Adolescent Coping: Theoretical and Research Perspectives

Adolescent Coping: Theoretical and Research Perspectives

Adolescent Coping: Theoretical and Research Perspectives

Adolescent Coping: Theoretical and Research Perspectives


Adolescence is a time when coping is very important, since many new experiences and responsibilities are thrust upon young people. Frydenberg considers the measurement of coping, and looks at areas such as social support and depression.



If life is just one damn thing after another, then coping (perceiving and reacting to those damn things) is the active aspect of living. Everyone must endure uncertainty, pain, success, and sorrow, but the way one copes with each day’s demands defines each individual. To live is to cope, and suicide is the only response to life’s problems that does not require coping skills.

In this unusual book, Erica Frydenberg focuses on adolescent coping. Her portrayal emphasizes a central aspect of all human experience, that coping depends on each individual’s perception of the world and of the self. The world is not a given; it is defined by each perceiver.

This book uses several devices to organize the diverse, and often divergent, findings from a large body of empirical research. First, coping is related to such variables as temperament, age, self-concept, and gender. Second, the family is examined, both as an arena in which adolescents must cope, and as an environment in which adolescents learn, often inadvertently, from their observation of the coping behaviors of other family members. Third, there is a focus on certain specific topics, such as social support, depression, and resilience. Finally, there is a discussion of interventions to teach effective ways of coping to adolescents.

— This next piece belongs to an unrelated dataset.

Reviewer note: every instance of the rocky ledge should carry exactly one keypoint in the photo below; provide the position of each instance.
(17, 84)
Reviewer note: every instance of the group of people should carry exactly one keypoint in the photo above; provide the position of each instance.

In this volume, coping successfully serves as a window to other diverse and important adolescent processes. For example, gifted adolescents experience stress due to their own perfectionism and their lack of past failures. In general, success in some domain of achievement leads to greater optimism and more functional coping. Yet, accustomed to success, the gifted may employ high standards in their self-evaluated outcomes and see failure where others might see relative success. In some cases, the gifted adolescents’ lack of experience with failure reduces their ability to cope with unexpected reverses. In reviewing such findings, Frydenberg makes clear the complexity of the world as it is perceived by adolescents. If helpful interventions are to be designed, researchers must understand the goals and concerns of the adolescents themselves.